Ich bin nun mal die, die es wirklich ehrlich meint, wenn ich dir sage, dass ich dich mag, dass ich dich liebhabe oder dass du mir wichtig bist. Deshalb bin ich dann auch die, die dich einfach mal grundlos mit ihrer Anwesenheit überfällt. Die, die alles stehen und liegen lässt, wenn du mit mir einfach nur einen Kaffee trinken willst. Manchmal auch die, die ohne Nachzudenken viele Kilometer weit drauf los fährt, nur um ein paar Stunden bei dir zu sein, wenn du gerade den Boden unter den Füßen verloren hast. Ich bin die, die auch mal unangemeldet mit Pizza und Rotwein vor deiner Tür steht, um dich lachend aus deinem Trott heraus zu holen. Auch die, die Zeit hat, wenn du Hilfe brauchst, falls du mal nicht funktionierst. Die, die dir still zuhören, aber dich auch mit Blödsinn zuquatschen kann. Glaub mir, ich habe so viel von dieser Zeit, wenn du sie dann auch von mir möchtest.

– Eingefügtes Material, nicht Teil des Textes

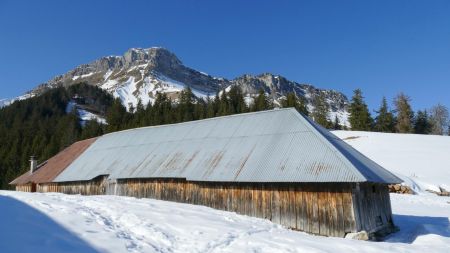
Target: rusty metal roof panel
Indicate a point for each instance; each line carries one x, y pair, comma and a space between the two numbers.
271, 146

Denn unser Körper ist nun mal nicht für die Ewigkeit bestimmt. Die Krankheit, der Unfall oder auch der Tod verkünden ihr Erscheinen in den seltensten Fällen vorher. Sie winken uns nicht rechtzeitig heran, damit wir noch etwas Zeit mit jemandem verbringen können. Deshalb will ich diese wenigen, mir wirklich so wichtigen Menschen nicht verpassen. Ich will mit ihnen leben, lachen und sie lieben. Nicht irgendwann, nicht nächstes Quartal, nicht erst kommende Weihnachten, sondern jetzt… So oft es möglich ist. Auch, wenn ich sie manchmal damit erschrecke.
Denn eines ist sicher. Ich werde nicht eines Tages auf irgendeinem Friedhof stehen und sagen: „Ich wollte doch noch…“ Nichts kann wichtiger sein in diesem Leben, als ein Mensch, den wir ehrlich lieben, gar nichts!